Given that the issue of payment wasn’t specifically addressed I decided I should give them the benefit of the doubt, and I called. I got a customer service rep on the line and told her I’d just learned of their program for cancer patients and I was wondering if that came with any give aways. I clearly stated “by that I mean do you give these women anything for FREE, or a discounted rate”. The rep said hold on, let me find out. When she came back on the line she said what I anticipated “No, we don’t give any products away for free or a discounted rate”.

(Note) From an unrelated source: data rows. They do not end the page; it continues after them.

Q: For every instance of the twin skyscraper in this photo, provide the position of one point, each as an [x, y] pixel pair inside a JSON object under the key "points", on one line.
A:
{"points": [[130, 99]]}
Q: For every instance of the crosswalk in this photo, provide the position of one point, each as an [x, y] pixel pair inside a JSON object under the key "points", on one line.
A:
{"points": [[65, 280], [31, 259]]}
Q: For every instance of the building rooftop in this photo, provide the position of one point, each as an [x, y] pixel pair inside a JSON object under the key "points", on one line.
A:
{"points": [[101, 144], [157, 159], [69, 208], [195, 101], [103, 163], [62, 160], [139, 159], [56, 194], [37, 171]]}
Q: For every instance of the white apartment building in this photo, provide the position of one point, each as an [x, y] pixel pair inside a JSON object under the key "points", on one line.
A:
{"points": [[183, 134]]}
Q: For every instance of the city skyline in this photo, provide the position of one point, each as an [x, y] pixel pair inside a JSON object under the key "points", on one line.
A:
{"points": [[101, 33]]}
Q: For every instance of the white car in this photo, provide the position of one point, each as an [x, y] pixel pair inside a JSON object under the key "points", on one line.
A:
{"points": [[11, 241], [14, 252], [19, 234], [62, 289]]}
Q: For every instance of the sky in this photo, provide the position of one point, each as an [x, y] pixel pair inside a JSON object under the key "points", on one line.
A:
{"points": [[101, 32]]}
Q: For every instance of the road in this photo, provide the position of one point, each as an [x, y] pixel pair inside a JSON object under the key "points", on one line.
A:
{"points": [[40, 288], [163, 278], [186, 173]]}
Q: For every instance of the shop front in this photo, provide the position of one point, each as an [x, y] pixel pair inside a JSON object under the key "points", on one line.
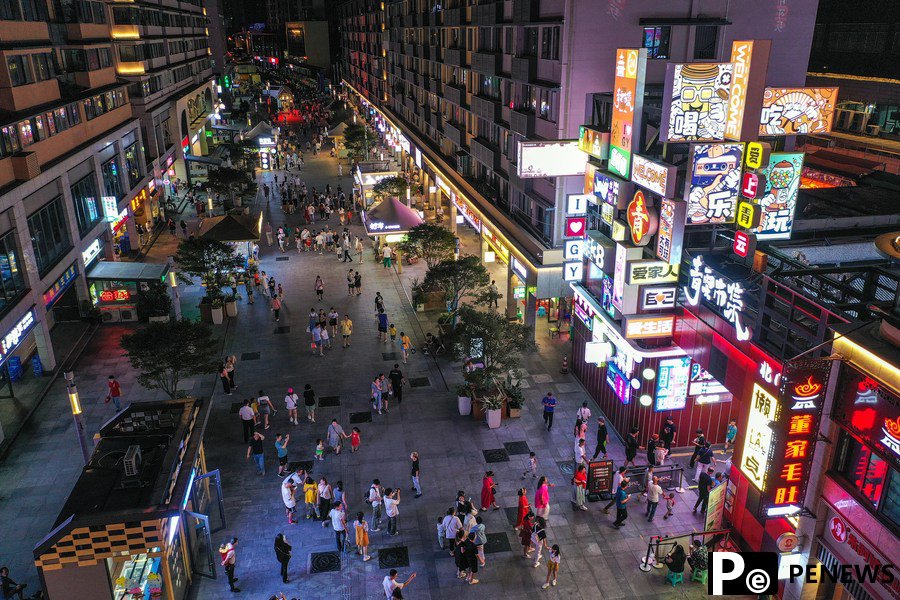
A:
{"points": [[137, 523]]}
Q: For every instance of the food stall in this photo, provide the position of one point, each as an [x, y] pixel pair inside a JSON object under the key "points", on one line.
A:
{"points": [[137, 523]]}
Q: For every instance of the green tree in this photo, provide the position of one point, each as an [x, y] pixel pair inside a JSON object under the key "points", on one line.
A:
{"points": [[211, 261], [492, 337], [167, 353], [394, 186], [432, 242], [458, 279]]}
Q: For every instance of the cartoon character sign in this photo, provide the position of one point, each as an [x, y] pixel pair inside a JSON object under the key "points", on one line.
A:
{"points": [[714, 183], [780, 198], [697, 110]]}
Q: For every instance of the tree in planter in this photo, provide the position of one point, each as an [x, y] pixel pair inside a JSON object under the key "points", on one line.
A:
{"points": [[167, 353], [458, 279], [432, 242], [395, 185], [211, 261], [501, 342]]}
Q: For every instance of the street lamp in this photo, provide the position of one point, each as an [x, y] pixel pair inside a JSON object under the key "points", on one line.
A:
{"points": [[75, 406]]}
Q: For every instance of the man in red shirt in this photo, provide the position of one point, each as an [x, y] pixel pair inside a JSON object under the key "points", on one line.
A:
{"points": [[115, 392]]}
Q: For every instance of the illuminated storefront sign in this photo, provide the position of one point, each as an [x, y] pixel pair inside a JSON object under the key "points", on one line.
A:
{"points": [[655, 176], [15, 335], [670, 237], [60, 286], [695, 102], [757, 452], [793, 111], [628, 98], [639, 327], [714, 183], [719, 293], [672, 383], [803, 389], [780, 198], [593, 142], [647, 272], [550, 159], [642, 220]]}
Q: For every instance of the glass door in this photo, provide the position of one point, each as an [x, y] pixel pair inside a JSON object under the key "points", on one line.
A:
{"points": [[196, 527]]}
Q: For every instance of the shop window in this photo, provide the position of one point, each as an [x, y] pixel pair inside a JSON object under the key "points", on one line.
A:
{"points": [[49, 235], [656, 41], [87, 204]]}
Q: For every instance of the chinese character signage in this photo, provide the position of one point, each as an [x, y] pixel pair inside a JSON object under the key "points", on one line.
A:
{"points": [[780, 198], [647, 272], [720, 294], [628, 97], [794, 111], [714, 183], [695, 102], [642, 220], [757, 453], [593, 142], [670, 237], [803, 388], [672, 383]]}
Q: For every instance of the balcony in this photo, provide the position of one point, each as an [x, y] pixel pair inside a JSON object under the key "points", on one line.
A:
{"points": [[486, 153], [486, 108], [489, 14], [524, 69], [487, 63], [454, 94], [522, 123], [452, 133]]}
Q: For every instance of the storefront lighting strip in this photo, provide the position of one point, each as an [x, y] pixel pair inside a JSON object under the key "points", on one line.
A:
{"points": [[612, 328]]}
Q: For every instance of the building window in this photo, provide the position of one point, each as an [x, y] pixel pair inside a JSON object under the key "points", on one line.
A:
{"points": [[19, 70], [87, 204], [706, 39], [49, 235], [656, 41]]}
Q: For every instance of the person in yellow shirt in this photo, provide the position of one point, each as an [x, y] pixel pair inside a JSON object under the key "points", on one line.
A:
{"points": [[346, 329], [405, 345], [311, 497]]}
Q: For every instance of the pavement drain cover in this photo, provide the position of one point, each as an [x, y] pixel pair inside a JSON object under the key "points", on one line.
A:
{"points": [[517, 447], [393, 558], [497, 542], [365, 417], [567, 467], [324, 562], [496, 455]]}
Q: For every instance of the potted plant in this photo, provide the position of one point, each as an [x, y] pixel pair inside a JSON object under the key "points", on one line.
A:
{"points": [[493, 407], [464, 398]]}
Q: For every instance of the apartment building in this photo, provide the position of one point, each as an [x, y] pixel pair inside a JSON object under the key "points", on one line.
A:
{"points": [[162, 50], [71, 166], [466, 81]]}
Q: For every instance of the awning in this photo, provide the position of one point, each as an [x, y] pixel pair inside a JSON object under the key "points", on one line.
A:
{"points": [[390, 217], [230, 228], [106, 270]]}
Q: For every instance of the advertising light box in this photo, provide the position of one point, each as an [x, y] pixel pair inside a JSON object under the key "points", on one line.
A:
{"points": [[793, 111], [550, 159], [714, 183], [695, 102]]}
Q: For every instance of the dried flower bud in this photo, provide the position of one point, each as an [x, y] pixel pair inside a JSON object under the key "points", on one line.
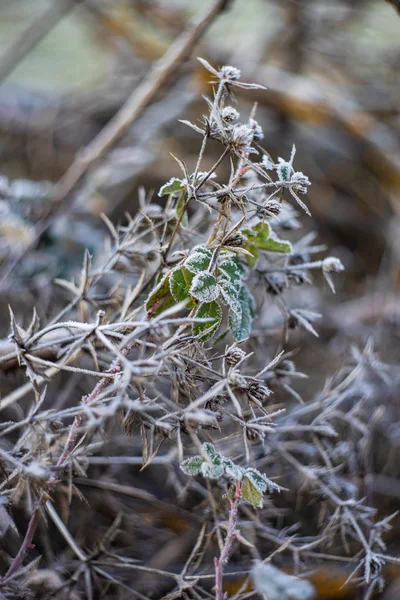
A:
{"points": [[234, 355], [228, 72], [273, 207], [238, 239], [237, 380], [267, 163], [229, 114], [258, 391], [36, 471], [258, 133], [331, 264], [240, 137]]}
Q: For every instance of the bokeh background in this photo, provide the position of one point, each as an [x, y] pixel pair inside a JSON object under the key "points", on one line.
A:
{"points": [[332, 73]]}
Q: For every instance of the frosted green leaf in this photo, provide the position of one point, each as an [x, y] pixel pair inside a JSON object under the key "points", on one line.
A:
{"points": [[233, 470], [251, 493], [199, 259], [258, 234], [212, 471], [216, 468], [261, 482], [180, 206], [255, 253], [273, 244], [257, 479], [160, 298], [192, 465], [173, 186], [210, 310], [230, 296], [240, 321], [211, 451], [229, 271], [284, 170], [179, 283], [204, 287], [260, 237]]}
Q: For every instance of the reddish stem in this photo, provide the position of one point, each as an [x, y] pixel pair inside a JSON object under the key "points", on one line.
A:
{"points": [[226, 550]]}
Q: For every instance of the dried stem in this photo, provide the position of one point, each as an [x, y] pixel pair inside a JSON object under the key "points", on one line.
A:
{"points": [[226, 550]]}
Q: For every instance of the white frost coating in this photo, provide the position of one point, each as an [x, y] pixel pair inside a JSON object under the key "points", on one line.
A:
{"points": [[198, 260], [204, 287], [230, 297]]}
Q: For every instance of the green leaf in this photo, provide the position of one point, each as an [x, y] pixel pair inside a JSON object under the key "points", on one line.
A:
{"points": [[229, 271], [251, 493], [258, 234], [273, 244], [212, 452], [254, 251], [208, 310], [261, 482], [179, 284], [198, 260], [204, 287], [230, 296], [240, 321], [261, 237], [233, 470], [192, 465], [160, 298], [173, 186], [256, 479], [217, 467], [180, 207]]}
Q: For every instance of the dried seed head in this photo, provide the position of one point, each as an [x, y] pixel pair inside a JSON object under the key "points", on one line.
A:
{"points": [[240, 137], [258, 133], [237, 380], [229, 114], [238, 239], [270, 208], [332, 265], [234, 355], [258, 391], [37, 472], [228, 72]]}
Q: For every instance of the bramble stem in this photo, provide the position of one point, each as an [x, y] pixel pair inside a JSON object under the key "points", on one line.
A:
{"points": [[226, 550], [68, 448]]}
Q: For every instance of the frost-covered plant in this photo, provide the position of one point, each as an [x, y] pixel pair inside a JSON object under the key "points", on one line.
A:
{"points": [[249, 485], [145, 321]]}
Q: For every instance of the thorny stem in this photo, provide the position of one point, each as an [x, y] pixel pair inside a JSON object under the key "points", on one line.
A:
{"points": [[226, 550], [68, 448]]}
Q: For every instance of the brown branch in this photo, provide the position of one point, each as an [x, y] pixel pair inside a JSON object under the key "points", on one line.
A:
{"points": [[141, 97]]}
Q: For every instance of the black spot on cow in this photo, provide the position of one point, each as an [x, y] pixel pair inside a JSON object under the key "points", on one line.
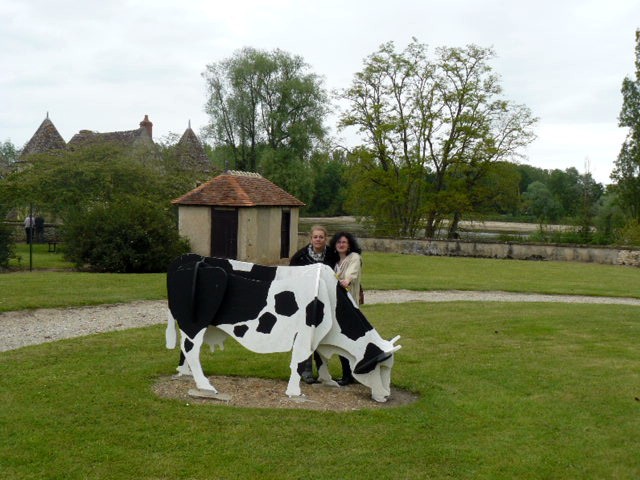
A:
{"points": [[353, 323], [373, 355], [254, 298], [266, 323], [286, 303], [315, 313], [240, 330]]}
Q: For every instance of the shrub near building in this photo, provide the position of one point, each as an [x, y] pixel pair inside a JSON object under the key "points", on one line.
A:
{"points": [[129, 235]]}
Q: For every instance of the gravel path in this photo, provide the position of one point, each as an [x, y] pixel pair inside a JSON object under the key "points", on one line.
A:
{"points": [[30, 327]]}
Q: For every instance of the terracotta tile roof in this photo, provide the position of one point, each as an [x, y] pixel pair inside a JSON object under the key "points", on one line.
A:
{"points": [[238, 189]]}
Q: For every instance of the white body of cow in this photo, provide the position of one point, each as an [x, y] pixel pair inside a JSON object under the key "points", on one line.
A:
{"points": [[289, 330]]}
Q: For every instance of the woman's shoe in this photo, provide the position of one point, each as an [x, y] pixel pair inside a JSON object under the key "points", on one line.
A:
{"points": [[346, 381]]}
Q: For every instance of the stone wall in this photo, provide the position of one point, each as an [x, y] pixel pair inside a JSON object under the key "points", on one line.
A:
{"points": [[518, 251]]}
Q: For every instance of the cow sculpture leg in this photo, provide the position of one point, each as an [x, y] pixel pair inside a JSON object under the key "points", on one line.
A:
{"points": [[323, 373], [191, 350]]}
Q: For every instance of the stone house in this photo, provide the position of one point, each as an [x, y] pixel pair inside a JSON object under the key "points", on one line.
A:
{"points": [[190, 150], [242, 216]]}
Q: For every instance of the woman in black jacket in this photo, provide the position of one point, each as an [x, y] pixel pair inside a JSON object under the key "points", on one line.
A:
{"points": [[315, 252]]}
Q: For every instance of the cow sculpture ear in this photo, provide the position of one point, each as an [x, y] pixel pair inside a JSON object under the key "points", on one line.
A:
{"points": [[195, 291]]}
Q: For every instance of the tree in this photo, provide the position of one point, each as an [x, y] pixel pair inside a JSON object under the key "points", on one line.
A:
{"points": [[127, 235], [626, 172], [330, 184], [8, 158], [430, 130], [67, 181], [268, 110]]}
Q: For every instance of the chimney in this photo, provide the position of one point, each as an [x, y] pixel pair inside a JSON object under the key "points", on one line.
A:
{"points": [[148, 126]]}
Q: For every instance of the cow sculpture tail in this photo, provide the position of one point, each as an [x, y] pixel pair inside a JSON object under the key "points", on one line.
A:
{"points": [[170, 334]]}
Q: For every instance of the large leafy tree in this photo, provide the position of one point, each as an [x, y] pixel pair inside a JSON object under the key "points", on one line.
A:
{"points": [[267, 109], [114, 206], [431, 130], [626, 172]]}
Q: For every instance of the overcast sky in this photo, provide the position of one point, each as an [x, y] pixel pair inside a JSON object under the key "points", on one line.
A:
{"points": [[103, 65]]}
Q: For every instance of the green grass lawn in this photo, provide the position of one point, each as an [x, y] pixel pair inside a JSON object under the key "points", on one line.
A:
{"points": [[38, 258], [510, 390], [46, 288], [507, 391]]}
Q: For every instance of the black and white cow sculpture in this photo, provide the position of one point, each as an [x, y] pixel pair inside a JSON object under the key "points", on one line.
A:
{"points": [[273, 309]]}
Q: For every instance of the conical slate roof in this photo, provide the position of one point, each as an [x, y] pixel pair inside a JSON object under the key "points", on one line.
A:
{"points": [[239, 189], [45, 139], [191, 152]]}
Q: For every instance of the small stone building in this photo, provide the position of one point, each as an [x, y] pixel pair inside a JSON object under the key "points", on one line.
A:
{"points": [[241, 216]]}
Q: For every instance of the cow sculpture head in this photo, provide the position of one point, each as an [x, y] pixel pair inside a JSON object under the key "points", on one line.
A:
{"points": [[275, 309]]}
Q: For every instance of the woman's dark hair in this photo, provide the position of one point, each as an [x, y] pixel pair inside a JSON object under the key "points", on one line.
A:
{"points": [[353, 243]]}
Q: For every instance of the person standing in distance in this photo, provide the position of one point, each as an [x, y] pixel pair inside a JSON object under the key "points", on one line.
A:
{"points": [[314, 252]]}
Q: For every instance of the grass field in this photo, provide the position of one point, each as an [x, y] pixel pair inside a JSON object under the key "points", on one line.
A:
{"points": [[506, 391], [531, 390], [50, 288]]}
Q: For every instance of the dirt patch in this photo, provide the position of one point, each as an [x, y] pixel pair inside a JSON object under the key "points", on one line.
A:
{"points": [[265, 393]]}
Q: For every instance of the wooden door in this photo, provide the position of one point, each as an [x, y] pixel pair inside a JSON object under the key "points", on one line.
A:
{"points": [[224, 233]]}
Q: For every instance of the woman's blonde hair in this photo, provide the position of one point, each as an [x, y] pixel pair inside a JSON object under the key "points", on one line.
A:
{"points": [[321, 228]]}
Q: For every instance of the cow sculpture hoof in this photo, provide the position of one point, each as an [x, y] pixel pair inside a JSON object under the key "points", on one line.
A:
{"points": [[210, 394]]}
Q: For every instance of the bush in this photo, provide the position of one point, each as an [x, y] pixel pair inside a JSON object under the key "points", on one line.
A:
{"points": [[125, 236], [630, 233], [6, 244]]}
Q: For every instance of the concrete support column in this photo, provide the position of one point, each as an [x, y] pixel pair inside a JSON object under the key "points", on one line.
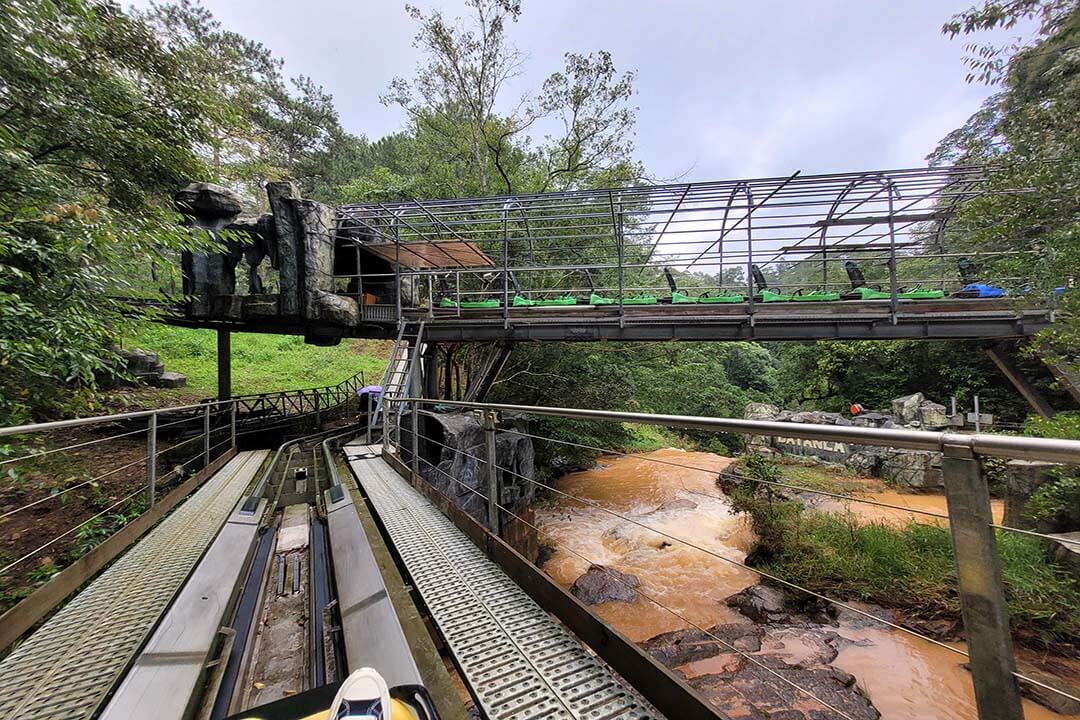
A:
{"points": [[224, 365], [491, 471], [981, 585]]}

In case you don’t know, 62% of all bankruptcy’s are due to medical bills. 55% of cancer patients accrue at least $10,000 in debt. On top of all that, here come the businesses like Sephora who realize they can make $ from the pain and discomfort these people are suffering. I can only imagine what the marketing pitch looks like. A conference room filled with thinkers, brainstorming how to increase their profit margins, draw in more customers. One of the people in the room knows the relative of a friend who has cancer and heard that cancer patients have specific, unaddressed cosmetology and skin care needs and gee……people seem to really like companies that help cancer patients, so let’s start a program. We’ll be helping cancer patients, garnering good will and marketing, and boosting profits.
And of course, cancer patients can choose not to participate. Women can decide that it isn’t worth more of their families money just so she can look better. Before I was diagnosed, had somebody presented me with this scenario I’d say “I wouldn’t go there. Just don’t go, no problem. Women have free choice and if they can’t afford it they shouldn’t go; that’s not the companies problem”. That is what I would have said and believed – it is not the companies responsibility.
Then I was diagnosed. Then, I became the before and after versions of myself. Then I became two people, the dominate one being the one who went out into the world and went about life with her new reality – a person with cancer. She was the one who decided whether or not to go to back to school night, or her sons baseball game, or her high school seniors recognition night at the football game. Had she not had access to Look Good, Feel Better, she would have gone to a business and shelled out more money so that she could walk through her life without a glaring reminder to all that she was probably dying. Her looking okay was more important to all of them than a family vacation, or new shoes.
In the end the choice is up to all of us. You can choose to support Sephora, to say “hey, they are keeping their business afloat; they have share holders to keep happy”. There is nothing I can do about people who make this choice.
My hope is that if you agree with me, if you think it is irresponsible and vile for companies to boost themselves on the backs of cancer patients, you will Speak Up. Post about it on social media. Write to the company and express your disgust. Tell your friends and family to boycott the business. Take a Stand.
After all, you never know – you might be the next one called to the island to run for your life.